1Wij weten het immers: als de tent die onze aardse woning is, wordt neergehaald, heeft God voor ons een gebouw gereed in de hemel, een onvergankelijk, niet door mensenhand vervaardigd huis.  2Zolang wij in dit lichaam zijn, zuchten wij dan ook, vol verlangen naar de beschutting van onze hemelse woning,  3daar wij, eenmaal hiermee bekleed, niet naakt zullen staan.  4Wij die nog in deze tent wonen, zuchten en voelen ons bezwaard, omdat wij het nieuwe kleed zouden willen aantrekken zonder het oude af te leggen; dan zou dit sterfelijke meteen worden opgeslokt door onsterfelijk leven.  5God zelf heeft ons hiervoor gereedgemaakt, toen Hij ons de Geest gaf als onderpand.  6Daarom houden wij altijd goede moed. Wij zijn ons bewust dat wij, zolang wij thuis zijn in het lichaam, ver zijn van de Heer.  7Wij leven in geloof, wij zien Hem niet.  8Maar wij houden moed en zouden liever uit dit lichaam verhuizen om onze intrek te nemen bij de Heer.  9Daarom is onze enige eerzucht, hetzij thuis hetzij in den vreemde, Hem te behagen.  10Want allen moeten wij voor Christus’ rechterstoel verschijnen, opdat ieder het loon ontvangt voor wat hij in dit leven heeft gedaan, goed of kwaad. 
Apostolaat in dienst van de verzoening
11Met deze vreze des Heren voor ogen trachten wij de mensen te winnen.
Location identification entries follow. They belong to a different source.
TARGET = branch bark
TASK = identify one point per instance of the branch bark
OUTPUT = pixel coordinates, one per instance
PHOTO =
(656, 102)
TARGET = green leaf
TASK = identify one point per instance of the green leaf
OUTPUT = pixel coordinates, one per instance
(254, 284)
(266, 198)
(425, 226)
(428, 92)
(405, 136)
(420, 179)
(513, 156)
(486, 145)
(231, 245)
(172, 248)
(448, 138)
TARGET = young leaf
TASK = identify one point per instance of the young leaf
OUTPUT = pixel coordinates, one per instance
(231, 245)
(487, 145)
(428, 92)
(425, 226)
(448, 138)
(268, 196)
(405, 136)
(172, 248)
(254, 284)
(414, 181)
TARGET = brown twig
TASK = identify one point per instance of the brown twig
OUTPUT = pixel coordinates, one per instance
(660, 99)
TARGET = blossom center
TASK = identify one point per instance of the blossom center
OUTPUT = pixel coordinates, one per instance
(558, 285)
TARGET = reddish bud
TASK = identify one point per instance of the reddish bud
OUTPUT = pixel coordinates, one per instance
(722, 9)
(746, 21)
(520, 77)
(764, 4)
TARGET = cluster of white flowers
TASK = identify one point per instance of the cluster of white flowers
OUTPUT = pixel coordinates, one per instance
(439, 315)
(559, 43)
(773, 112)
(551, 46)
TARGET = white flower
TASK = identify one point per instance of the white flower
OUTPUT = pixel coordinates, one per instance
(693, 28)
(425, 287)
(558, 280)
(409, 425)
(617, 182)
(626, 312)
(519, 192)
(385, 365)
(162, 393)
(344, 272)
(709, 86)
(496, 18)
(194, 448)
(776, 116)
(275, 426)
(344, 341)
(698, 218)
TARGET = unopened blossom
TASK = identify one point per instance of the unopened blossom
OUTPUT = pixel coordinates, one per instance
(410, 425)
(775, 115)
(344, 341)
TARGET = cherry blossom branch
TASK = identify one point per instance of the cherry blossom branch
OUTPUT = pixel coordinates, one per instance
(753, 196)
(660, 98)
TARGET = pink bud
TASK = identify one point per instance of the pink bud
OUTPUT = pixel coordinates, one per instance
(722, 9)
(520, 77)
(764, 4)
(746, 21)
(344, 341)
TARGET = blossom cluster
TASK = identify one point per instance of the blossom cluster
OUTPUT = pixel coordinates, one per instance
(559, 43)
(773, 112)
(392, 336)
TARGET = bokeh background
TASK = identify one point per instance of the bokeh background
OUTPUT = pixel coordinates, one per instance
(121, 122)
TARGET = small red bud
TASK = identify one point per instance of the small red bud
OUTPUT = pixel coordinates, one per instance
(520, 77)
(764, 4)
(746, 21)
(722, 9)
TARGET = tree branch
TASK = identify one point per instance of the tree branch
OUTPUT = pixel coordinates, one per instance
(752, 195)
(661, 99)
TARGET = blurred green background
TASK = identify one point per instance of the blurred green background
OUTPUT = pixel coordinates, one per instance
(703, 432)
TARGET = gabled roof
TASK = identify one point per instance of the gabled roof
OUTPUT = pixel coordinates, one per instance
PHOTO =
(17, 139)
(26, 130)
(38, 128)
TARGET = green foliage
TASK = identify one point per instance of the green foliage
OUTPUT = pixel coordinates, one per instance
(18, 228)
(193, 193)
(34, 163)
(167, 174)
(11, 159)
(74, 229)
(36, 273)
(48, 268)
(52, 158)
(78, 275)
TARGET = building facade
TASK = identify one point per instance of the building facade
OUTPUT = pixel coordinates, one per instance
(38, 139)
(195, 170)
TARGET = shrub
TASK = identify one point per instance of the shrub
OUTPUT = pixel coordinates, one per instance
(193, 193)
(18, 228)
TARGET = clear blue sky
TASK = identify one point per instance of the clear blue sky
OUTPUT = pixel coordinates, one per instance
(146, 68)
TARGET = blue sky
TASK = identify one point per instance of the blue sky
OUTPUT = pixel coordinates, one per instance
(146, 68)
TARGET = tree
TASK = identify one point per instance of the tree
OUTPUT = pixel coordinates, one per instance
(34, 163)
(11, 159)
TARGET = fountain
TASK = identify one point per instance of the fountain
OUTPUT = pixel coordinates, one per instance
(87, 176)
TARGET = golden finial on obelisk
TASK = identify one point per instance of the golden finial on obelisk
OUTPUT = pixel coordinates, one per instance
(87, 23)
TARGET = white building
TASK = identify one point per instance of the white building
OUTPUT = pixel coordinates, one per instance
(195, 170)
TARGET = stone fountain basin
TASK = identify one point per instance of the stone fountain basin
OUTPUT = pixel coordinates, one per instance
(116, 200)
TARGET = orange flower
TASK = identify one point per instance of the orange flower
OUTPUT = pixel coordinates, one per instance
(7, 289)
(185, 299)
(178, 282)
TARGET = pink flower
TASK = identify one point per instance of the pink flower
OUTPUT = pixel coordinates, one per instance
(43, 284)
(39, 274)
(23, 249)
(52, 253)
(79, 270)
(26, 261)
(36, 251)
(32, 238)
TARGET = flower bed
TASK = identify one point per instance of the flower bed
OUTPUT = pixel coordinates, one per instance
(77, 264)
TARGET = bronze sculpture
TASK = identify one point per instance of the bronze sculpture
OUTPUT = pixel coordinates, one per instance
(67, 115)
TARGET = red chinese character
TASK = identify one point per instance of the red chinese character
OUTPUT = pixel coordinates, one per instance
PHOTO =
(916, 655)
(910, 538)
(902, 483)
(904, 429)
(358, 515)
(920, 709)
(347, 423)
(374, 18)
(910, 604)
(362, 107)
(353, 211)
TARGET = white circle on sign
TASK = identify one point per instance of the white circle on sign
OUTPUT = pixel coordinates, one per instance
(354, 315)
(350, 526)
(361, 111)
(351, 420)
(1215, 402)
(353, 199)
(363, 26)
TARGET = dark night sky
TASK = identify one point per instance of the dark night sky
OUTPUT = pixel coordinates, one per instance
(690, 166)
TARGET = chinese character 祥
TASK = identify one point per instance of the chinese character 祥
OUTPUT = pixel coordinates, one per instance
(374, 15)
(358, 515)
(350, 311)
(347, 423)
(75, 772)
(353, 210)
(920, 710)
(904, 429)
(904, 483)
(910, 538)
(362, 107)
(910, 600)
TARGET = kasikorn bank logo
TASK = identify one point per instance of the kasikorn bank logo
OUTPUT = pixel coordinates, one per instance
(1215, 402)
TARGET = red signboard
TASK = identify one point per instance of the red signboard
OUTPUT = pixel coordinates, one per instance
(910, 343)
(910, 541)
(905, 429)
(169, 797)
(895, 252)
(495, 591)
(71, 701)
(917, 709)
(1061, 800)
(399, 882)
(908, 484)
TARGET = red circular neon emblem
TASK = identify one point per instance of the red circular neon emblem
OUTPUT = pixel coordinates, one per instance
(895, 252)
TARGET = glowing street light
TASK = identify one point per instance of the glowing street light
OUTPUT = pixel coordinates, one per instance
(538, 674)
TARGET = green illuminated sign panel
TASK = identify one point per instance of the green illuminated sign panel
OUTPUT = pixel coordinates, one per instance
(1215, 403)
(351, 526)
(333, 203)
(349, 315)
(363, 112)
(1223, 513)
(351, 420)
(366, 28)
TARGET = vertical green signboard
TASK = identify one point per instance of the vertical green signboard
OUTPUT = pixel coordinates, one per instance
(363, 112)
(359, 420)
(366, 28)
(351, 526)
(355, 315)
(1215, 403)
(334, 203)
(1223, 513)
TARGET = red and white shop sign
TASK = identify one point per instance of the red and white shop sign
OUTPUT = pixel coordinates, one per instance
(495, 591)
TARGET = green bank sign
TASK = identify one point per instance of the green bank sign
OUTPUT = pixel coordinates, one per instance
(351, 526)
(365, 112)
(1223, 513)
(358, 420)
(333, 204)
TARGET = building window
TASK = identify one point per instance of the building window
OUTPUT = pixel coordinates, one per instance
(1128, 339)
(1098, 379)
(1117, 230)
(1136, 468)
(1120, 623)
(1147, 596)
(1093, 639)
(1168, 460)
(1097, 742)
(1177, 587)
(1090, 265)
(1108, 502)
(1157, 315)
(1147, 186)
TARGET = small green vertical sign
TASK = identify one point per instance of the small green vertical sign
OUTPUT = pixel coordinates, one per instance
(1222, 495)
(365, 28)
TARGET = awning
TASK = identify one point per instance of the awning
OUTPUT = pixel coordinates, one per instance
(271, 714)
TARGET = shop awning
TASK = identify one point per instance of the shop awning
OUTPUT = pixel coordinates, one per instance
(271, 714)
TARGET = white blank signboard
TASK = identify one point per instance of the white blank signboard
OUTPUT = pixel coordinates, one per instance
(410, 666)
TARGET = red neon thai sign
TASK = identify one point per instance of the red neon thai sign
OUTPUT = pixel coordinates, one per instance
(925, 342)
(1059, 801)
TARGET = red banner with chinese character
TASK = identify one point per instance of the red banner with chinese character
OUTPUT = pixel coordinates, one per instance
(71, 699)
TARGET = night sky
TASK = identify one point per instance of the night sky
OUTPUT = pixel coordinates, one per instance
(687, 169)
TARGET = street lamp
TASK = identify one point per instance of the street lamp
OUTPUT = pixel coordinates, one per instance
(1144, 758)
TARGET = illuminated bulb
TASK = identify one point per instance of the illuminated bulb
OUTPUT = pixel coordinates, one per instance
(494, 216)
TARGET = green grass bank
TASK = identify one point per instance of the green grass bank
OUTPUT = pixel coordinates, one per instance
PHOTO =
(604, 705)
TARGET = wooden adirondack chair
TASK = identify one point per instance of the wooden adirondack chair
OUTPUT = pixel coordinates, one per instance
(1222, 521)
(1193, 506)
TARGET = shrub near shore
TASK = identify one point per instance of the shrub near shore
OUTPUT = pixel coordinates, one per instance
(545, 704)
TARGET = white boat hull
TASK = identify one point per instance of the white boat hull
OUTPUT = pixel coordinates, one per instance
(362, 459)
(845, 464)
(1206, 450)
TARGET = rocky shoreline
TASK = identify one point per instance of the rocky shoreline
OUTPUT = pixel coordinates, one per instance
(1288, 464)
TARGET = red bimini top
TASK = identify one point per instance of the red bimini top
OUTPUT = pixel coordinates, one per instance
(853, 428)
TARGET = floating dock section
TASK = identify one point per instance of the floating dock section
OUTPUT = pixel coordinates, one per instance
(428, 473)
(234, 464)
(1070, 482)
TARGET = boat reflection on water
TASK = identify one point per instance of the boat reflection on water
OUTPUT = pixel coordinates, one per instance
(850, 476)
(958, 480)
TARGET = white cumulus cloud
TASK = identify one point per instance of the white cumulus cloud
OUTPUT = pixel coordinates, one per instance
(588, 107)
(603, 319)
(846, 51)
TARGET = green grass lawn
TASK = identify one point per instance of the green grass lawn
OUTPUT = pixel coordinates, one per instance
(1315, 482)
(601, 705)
Voor God zijn wij een open boek, en ook, naar ik hoop, voor u, als gij ons eerlijk wilt beoordelen. 
12Wij gaan ons niet opnieuw bij u aanprijzen, wij willen u alleen de kans geven onze eer hoog te houden en hen van antwoord te dienen die hun roem zoeken in de schijn en niet in het wezen.  13Zijn wij ooit van zinnen geweest, dan was het voor God; zijn wij verstandig, dan is het voor u.  14De liefde van Christus laat ons geen rust, sinds wij hebben ingezien, dat Een is gestorven voor allen. Maar dan zijn allen gestorven!  15En Hij is voor allen gestorven, opdat zij die leven niet meer voor zichzelf zouden leven, maar voor Hem die ter wille van hen is gestorven en verrezen.  16Daarom beoordelen wij voortaan niemand meer naar de oude maatstaven. En al hebben wij Christus ooit op zulke wijze beoordeeld, dan nu toch niet meer.  17Zo is dus wie in Christus is, een nieuwe schepping: het oude is voorbij, het nieuwe is al gekomen.  18En dit alles komt van God. Hij heeft ons door Christus met zich verzoend en ons (apostelen) de dienst van die verzoening toevertrouwd.  19Ja, God was het die in Christus de wereld met zich verzoende: Hij telde de fouten van de mensen niet en ons gaf Hij de boodschap van de verzoening mee.  20Wij zijn dus gezanten van Christus, God roept u op door ons woord. Wij smeken u in Christus’ naam: laat u met God verzoenen!  21Hem die geen zonde heeft gekend, heeft God voor ons tot zonde gemaakt, opdat wij door Hem Gods eigen heiligheid zouden worden.